A source at Al-Hamad hospital, where Yandarbiyev succumbed to serious injuries sustained in the explosion, told AFP that his son, Daoud, was in stable condition.

Officials did not give details about the nature of the blast shortly after the noon Muslim prayers.

Bomb may have been planted

Witnesses said it occurred at a crossing in the Al-Dafna residential area, some 300 metres from the mosque. They said they saw no explosive device being hurled at Yandarbiyev's white Land Cruiser, suggesting a time bomb might have been planted inside the vehicle or that an explosive was detonated by remote control.

The car was burned by the explosion.

Russia had demanded Yandarbiyev's extradition, but its SVR foreign intelligence service denied Chechen rebel accusations that it was involved in the death of the 51-year-old ex-leader of the war-torn republic, who had been living in Qatar for three years.

Qatari newspaper editor Abdul Latif al-Mahmud told Al-Jazeera he did not think Friday's assassination would prompt Doha to distance itself from what the television described as "hot issues," saying Qatar had played a positive political role on many fronts in the past few years.

Qatar tries to mediate regional disputes

Gas-rich Qatar, a close US ally which served as the US Central Command's operations base during last year's war on Iraq, has repeatedly tried to mediate in regional disputes, a policy which critics say is a size too big for the tiny Gulf state.

Doha has also often ruffled the feathers of Arab governments by hosting their most outspoken opponents.

Dissidents from Saudi Arabia and Bahrain have frequently been offered a platform on Al-Jazeera to lambaste their governments, sparking crises between Doha and its fellow Gulf states.

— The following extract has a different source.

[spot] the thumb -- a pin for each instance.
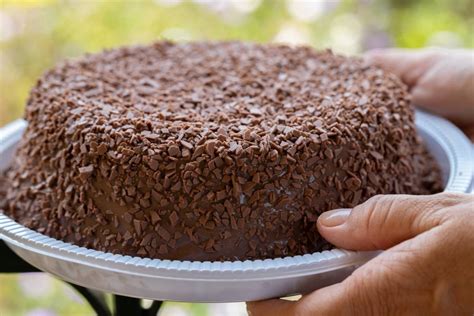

Qatar is also part-time home ? along with Syria ? to Khaled Mishaal, a prominent leader of the Palestinian Islamist group Hamas that opposes Yasser Arafat's policy of seeking a negotiated settlement with Israel.

A more recent beneficiary of Qatari hospitality has been Abbasi Madani, leader of Algeria's banned Islamic Salvation Front (FIS), who has been here since November, ostensibly to undergo medical treatment.

Hours after the blast that killed Yandarbiyev, and which the public security chief called an unprecedented event in Qatar, Doha issued a statement showing that the use of its good offices can pay off.

A foreign ministry official said the Polisario Front, a movement seeking independence for the Moroccan-occupied Western Sahara desert territory, had released 100 Moroccan prisoners of war following Qatari mediation.

Yandarbiyev was a leader of Chechnya's separatist movement and briefly headed the Caucasus republic toward the end of its first war with Moscow in 1996.

Russia accused Yandarbiyev of involvement in the seizure of more than 800 hostages by Chechen rebels at a theatre in Moscow in October 2002. A total of 130 hostages died, most of them during a police raid to secure their release, as did all 41 Chechen rebels.